1.3ms (hidden by overlap)

**Frame period**

**~21.7ms = 44-46 FPS**

The model achieves 37.54 dB PSNR on the Set5 benchmark - 3.88 dB above bicubic interpolation - with 453,388 parameters in a 928 KB CoreML package.

## Limitations and Future Work

The full-frame pipeline is currently resolution-locked to 360p → 720p. Other input resolutions fall back to the tiled pipeline at 5-10 FPS. Additional resolution-specific models (480p, 1080p) can be exported from our training pipeline but aren't bundled yet to keep the app size small.

All benchmarks are on M4 Max. The M1 has the same 16 ANE cores but an older microarchitecture - we expect lower but still-realtime throughput. We haven't published M1 numbers because we haven't tested on that hardware.

Real-time streaming upscale is also supported via WebSocket - a persistent FrameSession processes individual frames with zero-allocation reuse. The streaming path achieves similar per-frame latency but is bounded by network transport rather than compute.

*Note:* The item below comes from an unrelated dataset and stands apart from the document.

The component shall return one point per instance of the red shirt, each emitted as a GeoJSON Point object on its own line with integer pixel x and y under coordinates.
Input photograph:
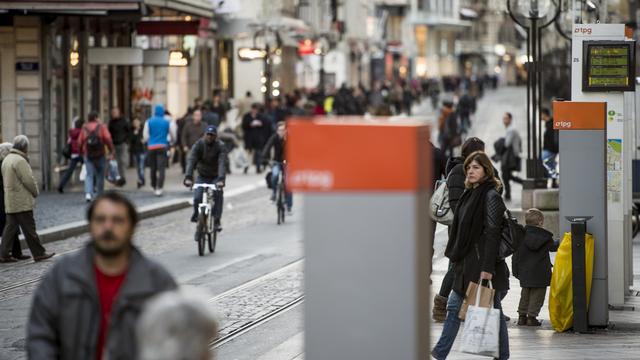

PiperSR video upscale is available in [ToolPiper](https://modelpiper.com/docs/toolpiper) via the `/v1/video/upscale` REST endpoint and the `video_upscale` MCP tool.

_This is a technical paper in the [local-first AI on macOS](/blog/local-first-ai-macos) series. For a user-focused guide, see [Local Video Upscale on Mac](/blog/local-video-upscale-mac). For the model architecture and benchmarks, see [PiperSR: Open-Source ANE Super-Resolution](/blog/pipersr-open-source-ane-super-resolution)._

## FAQ

### What hardware do I need for 44 FPS video upscale?

The 44.4 FPS benchmark was measured on M4 Max. Any Mac with Apple Silicon (M1 or later) can run PiperSR, though FPS will vary by chip. The full-frame pipeline requires 640×360 input - other resolutions fall back to the tiled pipeline at 5-10 FPS.

### Can PiperSR upscale to 4K?

Currently PiperSR is a 2× model optimized for 360p→720p. 4K upscale would require a 4× model or two sequential passes. The resolution-locked full-frame path only handles 640×360 input - other resolutions use the slower tiled pipeline.

### Why is PiperSR faster than Real-ESRGAN?

PiperSR is purpose-built for Apple Neural Engine - every operation runs natively on ANE with no GPU fallback. Real-ESRGAN targets GPU with attention layers and operations that are inefficient on ANE. Combined with full-frame inference (1 dispatch vs 66 tiles) and double-buffering, PiperSR achieves 10-20× higher throughput on Apple Silicon.